Cerita Epos Gilgamesh
Gilgamesh dan Enkidu |
Pembukaan epos ini diawali dengan pengenalan umum tentang Gilgamesh, raja Uruk, yang merupakan dua pertiga dewa dan sepertiga manusia. Ia membangun ziggurat yang megah, atau menara kuil, mengelilingi kotanya dengan tembok tinggi, dan menata kebun buah-buahan dan ladang-ladangnya. Ia sangat rupawan, sangat kuat, dan sangat bijaksana. Meskipun Gilgamesh memiliki tubuh dan pikiran seperti dewa, ia memulai pemerintahannya sebagai seorang lalim yang kejam. Ia memerintah rakyatnya, memperkosa wanita mana pun yang menarik perhatiannya, baik itu istri salah satu prajuritnya atau putri seorang bangsawan. Ia menyelesaikan proyek pembangunannya dengan kerja paksa, dan rakyatnya yang kelelahan mengerang di bawah penindasannya. Para dewa mendengar permohonan rakyatnya dan memutuskan untuk mengendalikan Gilgamesh dengan menciptakan manusia liar bernama Enkidu, yang sama hebatnya dengan Gilgamesh. Enkidu menjadi sahabat baik Gilgamesh, dan hati Gilgamesh hancur ketika Enkidu meninggal karena penyakit yang ditimbulkan oleh para dewa. Gilgamesh kemudian melakukan perjalanan ke ujung dunia dan mempelajari tentang hari-hari sebelum banjir besar dan rahasia-rahasia lain para dewa, dan ia mencatatnya di atas lempengan batu.
Epos dimulai dengan Enkidu.

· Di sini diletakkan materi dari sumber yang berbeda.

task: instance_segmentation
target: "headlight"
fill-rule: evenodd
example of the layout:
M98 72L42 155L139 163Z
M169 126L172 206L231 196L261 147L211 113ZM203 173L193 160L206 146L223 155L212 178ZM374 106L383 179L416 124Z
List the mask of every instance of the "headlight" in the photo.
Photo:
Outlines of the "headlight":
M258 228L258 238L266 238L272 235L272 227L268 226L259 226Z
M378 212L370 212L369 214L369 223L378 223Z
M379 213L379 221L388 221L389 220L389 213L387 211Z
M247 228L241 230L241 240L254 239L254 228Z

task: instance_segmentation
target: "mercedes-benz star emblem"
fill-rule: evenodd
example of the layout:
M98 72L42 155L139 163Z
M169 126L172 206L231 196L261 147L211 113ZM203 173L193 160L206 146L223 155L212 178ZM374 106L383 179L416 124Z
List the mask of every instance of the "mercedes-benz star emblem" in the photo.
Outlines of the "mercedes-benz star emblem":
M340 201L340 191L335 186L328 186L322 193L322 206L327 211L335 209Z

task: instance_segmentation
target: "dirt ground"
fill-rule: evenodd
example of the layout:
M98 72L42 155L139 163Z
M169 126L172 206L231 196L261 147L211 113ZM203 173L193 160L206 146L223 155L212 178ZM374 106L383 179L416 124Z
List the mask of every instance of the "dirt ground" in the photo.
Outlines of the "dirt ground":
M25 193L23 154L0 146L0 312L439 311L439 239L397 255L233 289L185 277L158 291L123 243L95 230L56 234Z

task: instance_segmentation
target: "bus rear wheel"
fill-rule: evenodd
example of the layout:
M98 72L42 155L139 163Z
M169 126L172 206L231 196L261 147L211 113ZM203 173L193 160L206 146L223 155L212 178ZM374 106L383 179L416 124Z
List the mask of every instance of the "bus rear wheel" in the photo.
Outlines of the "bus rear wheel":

Ia tinggal bersama para binatang, menyusu di dada mereka, merumput di padang rumput, dan minum di tempat minum mereka. Seorang pemburu menemukannya dan mengirim seorang pelacur kuil ke hutan belantara untuk menjinakkannya. Pada masa itu, orang-orang menganggap wanita dan seks sebagai kekuatan penenang yang dapat menjinakkan pria liar seperti Enkidu dan membawa mereka ke dunia yang beradab. Ketika Enkidu tidur dengan wanita itu, para binatang menolaknya karena ia bukan lagi salah satu dari mereka. Sekarang, ia adalah bagian dari dunia manusia. Kemudian pelacur itu mengajarinya semua yang perlu ia ketahui untuk menjadi seorang pria. Enkidu marah dengan apa yang ia dengar tentang tindakan berlebihan Gilgamesh, jadi ia melakukan perjalanan ke Uruk untuk menantangnya. Ketika ia tiba, Gilgamesh hendak memaksa masuk ke kamar pengantin wanita. Enkidu melangkah ke ambang pintu dan menghalangi jalannya. Kedua pria itu bertarung dengan sengit dalam waktu yang lama, dan Gilgamesh akhirnya menang. Setelah itu, mereka menjadi sahabat dan mulai mencari petualangan untuk dibagi.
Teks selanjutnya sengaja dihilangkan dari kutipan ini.